A ewe pregnant with twins on a farm owned by a Northland club was shot and stolen, with a volunteer blaming the theft on ‘difficult economic times’.

The grim discovery just inside the paddock between the Den and school fields on Bickerstaffe Rd was made by Maungaturoto Country Club volunteer Andrew Swadling during his daily walk around the farm to check all was well .

Over the years, the club has lost a number of lambs and ewes to marauding dogs, prompting the SPCA and Kaipara District Council to ask dog owners to take extra precautions to ensure the safety of vulnerable animals, especially during the lambing season.

Swadling said it was not the first time the club’s lambs and ewes had been stolen.

“It’s a sign of the difficult economic times, of Covid and the difficulties associated with it,” he said.

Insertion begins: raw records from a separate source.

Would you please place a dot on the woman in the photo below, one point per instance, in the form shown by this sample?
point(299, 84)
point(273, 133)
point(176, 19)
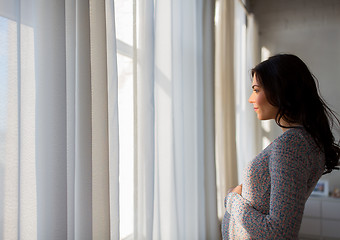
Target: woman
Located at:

About a year ago, up to a dozen newborn lambs were mauled to death by a dog, prompting KDC animal control officers to set traps and surveillance cameras in the region.

Following this attack, Swadling discovered two injured lambs in a pen and took them to his home for treatment.

He said he patrols the farm twice a day while working full time.

“The dog problem subsided after 2020. Recently there have been dog attacks in the area but not here. This time someone killed a pregnant sheep between 3 and 7 years old and took away the meat “, did he declare.

The club did not report the latest theft, discovered by Swadling last Thursday, to police and council.

Dog attacks in recent years have prompted the club to install surveillance cameras and set traps.

Last month, Maungaturoto farmer Rex Roadley lost more than 100 sheep – including some of a prized breed – to dog attacks.

The KDC animal management report for 2020-2021 noted a 24% decrease in dog attacks in Maungaturoto.

Previously, KDC had received a large number of complaints about owners not keeping their dogs under control, picking up their dogs, or letting their dogs roam the streets.

Under the Control of Dogs Act 1996, owners of dogs disturbing sheep were liable to a fine plus the damage caused by the attack.